At that time, jet travel was in its infancy and reserved for the wealthy elite, and it took the virus several more months, transported by ship and train, to gain a foothold in America and Europe.
Edward Kilbourne, emeritus professor of microbiology and immunology at New York Medical College, remembers 1957 as if it were.
“I was working at Cornell New York Hospital when the first patients were admitted--they had very serious symptoms and there were some fatalities,“ he recalled in an interview.
In performing autopsies on the victims, he and his colleagues noticed that the lungs bore a striking resemblance to descriptions of those infected during horrific Spanish flu of 1918, which by some estimates slew 50 million people.
Most flu fatalities stem from underlying medical conditions, typically heart conditions, or secondary infections such as bacterial pneumonia.

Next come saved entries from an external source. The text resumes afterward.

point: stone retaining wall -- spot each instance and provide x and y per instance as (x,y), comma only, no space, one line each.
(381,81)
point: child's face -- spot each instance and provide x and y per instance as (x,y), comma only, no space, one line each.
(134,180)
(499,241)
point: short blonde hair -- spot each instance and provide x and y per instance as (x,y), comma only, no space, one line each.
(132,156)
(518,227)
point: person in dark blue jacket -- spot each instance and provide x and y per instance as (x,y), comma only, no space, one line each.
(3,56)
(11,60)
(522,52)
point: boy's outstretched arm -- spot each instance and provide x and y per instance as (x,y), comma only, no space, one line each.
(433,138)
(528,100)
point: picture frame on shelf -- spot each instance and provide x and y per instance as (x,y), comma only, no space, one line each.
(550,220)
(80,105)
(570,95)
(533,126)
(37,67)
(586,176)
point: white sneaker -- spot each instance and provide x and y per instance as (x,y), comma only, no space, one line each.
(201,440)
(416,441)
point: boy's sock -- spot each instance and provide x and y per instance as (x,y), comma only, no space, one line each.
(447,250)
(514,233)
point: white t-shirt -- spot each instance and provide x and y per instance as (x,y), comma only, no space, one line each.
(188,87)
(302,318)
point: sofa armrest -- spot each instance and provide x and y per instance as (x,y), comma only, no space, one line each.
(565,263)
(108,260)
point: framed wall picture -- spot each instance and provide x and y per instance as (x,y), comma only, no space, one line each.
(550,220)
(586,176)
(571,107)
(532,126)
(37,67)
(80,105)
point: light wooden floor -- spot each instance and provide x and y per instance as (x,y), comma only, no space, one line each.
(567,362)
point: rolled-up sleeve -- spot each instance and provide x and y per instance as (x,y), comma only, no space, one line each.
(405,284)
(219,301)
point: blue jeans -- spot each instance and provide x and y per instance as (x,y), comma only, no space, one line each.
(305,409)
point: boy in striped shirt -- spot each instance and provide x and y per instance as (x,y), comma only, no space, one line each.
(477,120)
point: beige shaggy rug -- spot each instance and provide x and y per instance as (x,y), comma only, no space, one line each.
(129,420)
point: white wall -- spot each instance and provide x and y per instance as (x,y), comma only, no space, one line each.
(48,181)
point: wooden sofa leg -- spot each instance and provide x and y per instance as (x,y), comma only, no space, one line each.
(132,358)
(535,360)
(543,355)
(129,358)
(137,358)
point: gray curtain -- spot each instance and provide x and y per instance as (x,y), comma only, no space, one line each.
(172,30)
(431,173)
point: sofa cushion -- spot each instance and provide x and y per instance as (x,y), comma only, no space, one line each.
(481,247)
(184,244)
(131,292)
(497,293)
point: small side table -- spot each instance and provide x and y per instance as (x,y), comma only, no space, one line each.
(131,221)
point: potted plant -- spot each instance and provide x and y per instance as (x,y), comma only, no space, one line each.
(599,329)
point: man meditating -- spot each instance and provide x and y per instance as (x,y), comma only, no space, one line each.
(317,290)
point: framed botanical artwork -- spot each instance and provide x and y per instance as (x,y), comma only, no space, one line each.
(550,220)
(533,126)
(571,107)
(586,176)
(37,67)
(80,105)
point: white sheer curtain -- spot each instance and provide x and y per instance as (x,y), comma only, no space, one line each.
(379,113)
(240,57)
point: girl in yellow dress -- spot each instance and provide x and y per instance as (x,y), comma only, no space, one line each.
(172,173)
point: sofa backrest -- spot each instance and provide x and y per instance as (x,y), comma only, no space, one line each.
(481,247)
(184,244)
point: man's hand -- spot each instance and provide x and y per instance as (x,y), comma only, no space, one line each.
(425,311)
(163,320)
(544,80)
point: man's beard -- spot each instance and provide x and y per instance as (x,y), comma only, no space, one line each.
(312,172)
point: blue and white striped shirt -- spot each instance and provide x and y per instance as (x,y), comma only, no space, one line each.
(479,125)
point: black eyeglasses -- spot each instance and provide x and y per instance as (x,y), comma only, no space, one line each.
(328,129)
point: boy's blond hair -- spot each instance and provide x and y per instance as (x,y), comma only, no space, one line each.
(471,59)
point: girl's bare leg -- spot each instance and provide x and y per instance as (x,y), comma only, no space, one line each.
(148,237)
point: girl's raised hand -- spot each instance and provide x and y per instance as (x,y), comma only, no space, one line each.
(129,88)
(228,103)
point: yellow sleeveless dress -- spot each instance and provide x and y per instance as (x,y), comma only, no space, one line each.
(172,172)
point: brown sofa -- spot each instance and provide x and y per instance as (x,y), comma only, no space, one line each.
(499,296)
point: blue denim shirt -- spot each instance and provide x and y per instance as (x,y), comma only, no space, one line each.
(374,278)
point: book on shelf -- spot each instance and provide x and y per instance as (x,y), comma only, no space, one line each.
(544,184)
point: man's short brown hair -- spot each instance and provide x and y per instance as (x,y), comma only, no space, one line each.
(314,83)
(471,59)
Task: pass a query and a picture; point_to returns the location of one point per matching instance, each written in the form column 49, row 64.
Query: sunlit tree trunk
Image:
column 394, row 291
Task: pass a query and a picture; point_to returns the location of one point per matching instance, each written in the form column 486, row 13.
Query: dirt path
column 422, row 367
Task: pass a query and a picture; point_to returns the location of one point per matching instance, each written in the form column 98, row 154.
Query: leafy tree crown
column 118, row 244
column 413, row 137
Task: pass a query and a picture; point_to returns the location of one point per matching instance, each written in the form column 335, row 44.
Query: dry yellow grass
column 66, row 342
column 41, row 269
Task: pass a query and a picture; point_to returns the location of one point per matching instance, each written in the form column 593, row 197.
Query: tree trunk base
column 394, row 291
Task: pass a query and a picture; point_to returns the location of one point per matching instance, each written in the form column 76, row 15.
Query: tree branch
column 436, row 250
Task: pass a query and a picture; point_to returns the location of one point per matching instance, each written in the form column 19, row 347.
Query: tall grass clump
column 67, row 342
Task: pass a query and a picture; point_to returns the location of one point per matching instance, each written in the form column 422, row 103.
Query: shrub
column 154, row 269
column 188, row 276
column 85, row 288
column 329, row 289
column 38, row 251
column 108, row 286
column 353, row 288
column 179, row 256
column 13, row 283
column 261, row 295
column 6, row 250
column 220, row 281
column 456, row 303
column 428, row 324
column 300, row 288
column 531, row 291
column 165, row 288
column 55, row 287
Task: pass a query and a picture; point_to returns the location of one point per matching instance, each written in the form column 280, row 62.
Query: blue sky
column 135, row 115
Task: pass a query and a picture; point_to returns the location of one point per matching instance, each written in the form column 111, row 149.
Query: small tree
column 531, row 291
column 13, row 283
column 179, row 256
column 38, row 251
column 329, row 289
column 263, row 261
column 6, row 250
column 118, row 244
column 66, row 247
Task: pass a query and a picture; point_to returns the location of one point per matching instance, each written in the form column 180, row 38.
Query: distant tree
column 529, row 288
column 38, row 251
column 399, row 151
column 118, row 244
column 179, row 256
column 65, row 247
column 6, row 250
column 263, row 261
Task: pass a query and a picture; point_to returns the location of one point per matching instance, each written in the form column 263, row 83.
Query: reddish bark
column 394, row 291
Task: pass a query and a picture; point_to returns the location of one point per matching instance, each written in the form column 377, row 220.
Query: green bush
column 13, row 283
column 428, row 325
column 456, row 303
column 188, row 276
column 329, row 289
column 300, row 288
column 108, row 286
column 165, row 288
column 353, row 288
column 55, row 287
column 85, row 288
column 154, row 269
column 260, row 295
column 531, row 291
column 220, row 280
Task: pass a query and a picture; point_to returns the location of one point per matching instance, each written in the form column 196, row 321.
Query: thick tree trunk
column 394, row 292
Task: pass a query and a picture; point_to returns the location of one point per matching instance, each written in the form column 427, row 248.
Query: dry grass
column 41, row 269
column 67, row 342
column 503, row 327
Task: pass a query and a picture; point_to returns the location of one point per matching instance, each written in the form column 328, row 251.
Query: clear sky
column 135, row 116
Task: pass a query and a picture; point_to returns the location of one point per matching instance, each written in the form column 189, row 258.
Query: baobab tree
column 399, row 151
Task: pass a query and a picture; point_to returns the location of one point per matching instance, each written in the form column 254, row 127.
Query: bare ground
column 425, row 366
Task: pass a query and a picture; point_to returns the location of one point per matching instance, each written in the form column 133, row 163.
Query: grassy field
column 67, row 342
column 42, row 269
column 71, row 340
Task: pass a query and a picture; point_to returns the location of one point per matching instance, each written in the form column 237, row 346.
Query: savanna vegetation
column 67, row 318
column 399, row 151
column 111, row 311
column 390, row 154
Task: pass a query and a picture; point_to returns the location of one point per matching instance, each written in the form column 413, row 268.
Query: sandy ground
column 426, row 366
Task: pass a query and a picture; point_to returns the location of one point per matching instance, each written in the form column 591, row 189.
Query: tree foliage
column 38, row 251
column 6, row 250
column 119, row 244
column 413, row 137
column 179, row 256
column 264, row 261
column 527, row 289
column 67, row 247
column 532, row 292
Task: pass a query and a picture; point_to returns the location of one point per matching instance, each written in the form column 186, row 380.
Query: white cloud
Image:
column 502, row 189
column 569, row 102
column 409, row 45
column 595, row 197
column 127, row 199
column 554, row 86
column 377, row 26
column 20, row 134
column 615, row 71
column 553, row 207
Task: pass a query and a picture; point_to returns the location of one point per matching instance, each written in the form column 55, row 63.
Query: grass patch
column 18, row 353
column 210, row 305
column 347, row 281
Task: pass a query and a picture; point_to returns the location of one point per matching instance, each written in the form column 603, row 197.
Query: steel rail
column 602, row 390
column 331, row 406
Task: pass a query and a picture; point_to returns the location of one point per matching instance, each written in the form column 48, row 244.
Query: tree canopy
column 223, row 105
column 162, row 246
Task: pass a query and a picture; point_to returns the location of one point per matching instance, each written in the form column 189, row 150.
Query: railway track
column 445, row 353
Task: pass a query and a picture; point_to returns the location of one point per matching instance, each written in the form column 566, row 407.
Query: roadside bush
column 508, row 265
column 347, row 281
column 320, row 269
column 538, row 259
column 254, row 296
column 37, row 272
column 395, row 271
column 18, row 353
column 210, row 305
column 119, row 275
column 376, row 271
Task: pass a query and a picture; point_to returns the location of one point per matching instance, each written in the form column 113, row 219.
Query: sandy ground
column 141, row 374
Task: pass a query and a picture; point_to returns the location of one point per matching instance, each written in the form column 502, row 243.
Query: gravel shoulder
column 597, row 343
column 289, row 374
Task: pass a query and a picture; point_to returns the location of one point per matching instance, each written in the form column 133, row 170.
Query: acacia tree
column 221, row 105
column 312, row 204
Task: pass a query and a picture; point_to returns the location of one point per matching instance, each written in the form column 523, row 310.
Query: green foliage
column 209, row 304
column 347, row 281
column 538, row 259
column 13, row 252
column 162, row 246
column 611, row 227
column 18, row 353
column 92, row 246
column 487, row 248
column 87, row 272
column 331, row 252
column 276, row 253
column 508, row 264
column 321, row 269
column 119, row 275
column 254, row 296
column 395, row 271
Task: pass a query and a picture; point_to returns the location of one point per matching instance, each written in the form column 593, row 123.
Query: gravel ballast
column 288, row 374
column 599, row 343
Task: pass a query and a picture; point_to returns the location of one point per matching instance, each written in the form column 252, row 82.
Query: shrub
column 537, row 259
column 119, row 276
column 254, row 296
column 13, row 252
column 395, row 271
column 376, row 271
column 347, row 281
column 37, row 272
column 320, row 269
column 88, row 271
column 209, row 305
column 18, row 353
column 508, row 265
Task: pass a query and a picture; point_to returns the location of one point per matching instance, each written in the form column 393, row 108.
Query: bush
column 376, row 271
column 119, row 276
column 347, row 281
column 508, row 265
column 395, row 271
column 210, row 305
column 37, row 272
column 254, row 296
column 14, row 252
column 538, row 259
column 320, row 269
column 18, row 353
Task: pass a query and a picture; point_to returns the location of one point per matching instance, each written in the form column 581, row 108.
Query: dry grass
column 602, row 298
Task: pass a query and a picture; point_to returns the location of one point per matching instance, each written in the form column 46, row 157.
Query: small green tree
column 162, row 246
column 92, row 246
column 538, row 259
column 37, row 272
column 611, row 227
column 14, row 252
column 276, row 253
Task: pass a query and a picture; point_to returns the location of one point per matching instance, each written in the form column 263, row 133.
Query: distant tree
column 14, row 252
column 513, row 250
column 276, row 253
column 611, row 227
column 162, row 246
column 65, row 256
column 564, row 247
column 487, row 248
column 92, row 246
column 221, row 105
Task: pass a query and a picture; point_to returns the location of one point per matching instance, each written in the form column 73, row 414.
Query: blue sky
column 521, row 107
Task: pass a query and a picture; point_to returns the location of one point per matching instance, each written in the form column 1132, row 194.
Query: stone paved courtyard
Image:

In 1957, women in the third trimester of pregnancy were also especially vulnerable.
Like the 1918 strain, Asian flu originated in an avian virus.
But in a critical difference that was not understood until very recently, it found another way to infect human beings.
In 2005, scientists sequenced the 1918 influenza “A“ virus, recovered from tissues frozen for more than eight decades in Alaskan permafrost.
What they discovered was both startling and alarming--the strain, their research indicated, had jumped directly from a bird flu and adapted itself to a human host, spreading like wildfire from there.
Another key difference between 1918 and 1957, experts say, is the fatality rate: Spanish flu killed approximately one out of every 40 people it infected.
The 1957 flu provided some sobering lessons for today.
Among them: the need to swiftly identify an outbreak and contain it by isolating patients, quarantining those in contact with them and establishing border checks people with fever or other flu symptoms.
Instead of taking months to cross an ocean, a flu virus these days would take hours, hiking a ride with an infected corporate executive, vacationing family or backpacker.
Stacked in our favour is the power of the Internet to inform, and the power of genetics and Big Pharma to identify a new killer virus and devise a vaccine against it.
But making a vaccine quickly and distributing it to the people who need it most are tasks as relevant today as in 1957. Then, vaccine production hit its stride after the flu peaked, and very few vaccines were distributed in poor countries.